Summer Reads, Part II
Looking to continue your summer history reads? Look no further than part 2 of our summer reading list. Enjoy!
Margaret Leslie Davis, The Lost Gutenberg: The Astounding Story of One Book’s Five-Hundred Year Odyssey
Despite the fact that histories most often appear in book form, historians have often overlooked the fascinating histories of book themselves. This study tells the amazing story of one single copy of the Gutenberg Bible—one of the rarest and most prized books in world history. Follow this copy on its 500-year journey across continents and the hands of many owners and gain insight into the book trade and international commerce at the same time.
Seb Falk, The Light Ages: A Medieval Journey of Discovery
This book upends popular assumptions about the Dark Ages by instead focusing on the scientific and technological innovations of the Middle Ages, as seen through the eyes of monk, astronomer, and crusader John of Westwyk.
Sudhir Hazareesingh, Black Spartacus: The Epic Life of Toussaint Louverture
This biography traces the life of one of the most fascinating and important figures of the Enlightenment and the Age of Revolutions: Toussaint Louverture, the leader of the Haitian Revolution. In archival research spanning across the globe, Sudhir Hazareesingh reconstructs the life, attitudes, and actions of this pivotal figure in world history.
Jamie Mackay, The Invention of Sicily: A Mediterranean History
Escape to the Mediterranean this summer in this book that chronicles the history of one of the sea’s great meeting points. Explore thousands of years of history and dozens of cultures who fought over, traded with, and influenced culture on the island.
Helen McCarthy, Double Lives: A History of Working Motherhood
How did Europe change from a culture in which working women and mothers were seen as a social problem to one in which working mothers became the norm? And how did this change happen so quickly? This book uses a vast range of sources to track changing attitudes and possibilities in Britain since the 19th century.
Dennis C. Rasmussen, Fears of a Setting Sun: The Disillusionment of America’s Founders
Historians often confine their discussions of the Founding Fathers to the years of the Revolutionary War and the early years of the new republic. But some of the founders lived rather long lives—long enough, in fact, to be able to reflect on the country they had created. This book takes a longer perspective on the views of the men responsible for creating the United States and shows that they were not always content with the new political system they had designed.

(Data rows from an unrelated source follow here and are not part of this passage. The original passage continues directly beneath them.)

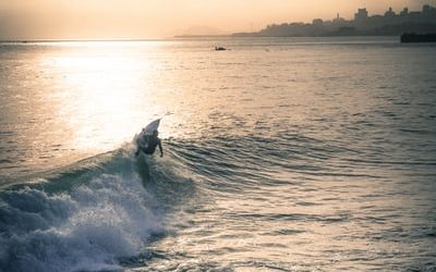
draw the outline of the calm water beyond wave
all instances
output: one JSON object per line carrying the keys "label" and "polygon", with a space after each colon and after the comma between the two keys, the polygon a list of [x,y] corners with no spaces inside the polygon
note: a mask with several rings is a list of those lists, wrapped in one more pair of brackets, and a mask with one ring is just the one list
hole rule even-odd
{"label": "calm water beyond wave", "polygon": [[[435,271],[435,60],[371,37],[0,44],[0,271]],[[157,118],[164,158],[135,158]]]}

Camilla Townsend, Fifth Sun: A New History of the Aztecs
Discover a new history of the Mexica (the Aztecs) from their own perspective, as told through annual reports. This research focuses on the century before and the century after Cortes’ arrival.
Anna Malaika Tubbs, The Three Mothers: How the Mothers of Martin Luther King, Jr., Malcolm X, and James Baldwin Shaped a Nation
The stories of these three remarkable women are rarely told, and yet their stories could not be more important to the history of the United States and the Civil Rights Movement. Learn about the women who taught these important figures and also gain some insight into the important women that history too often forgets.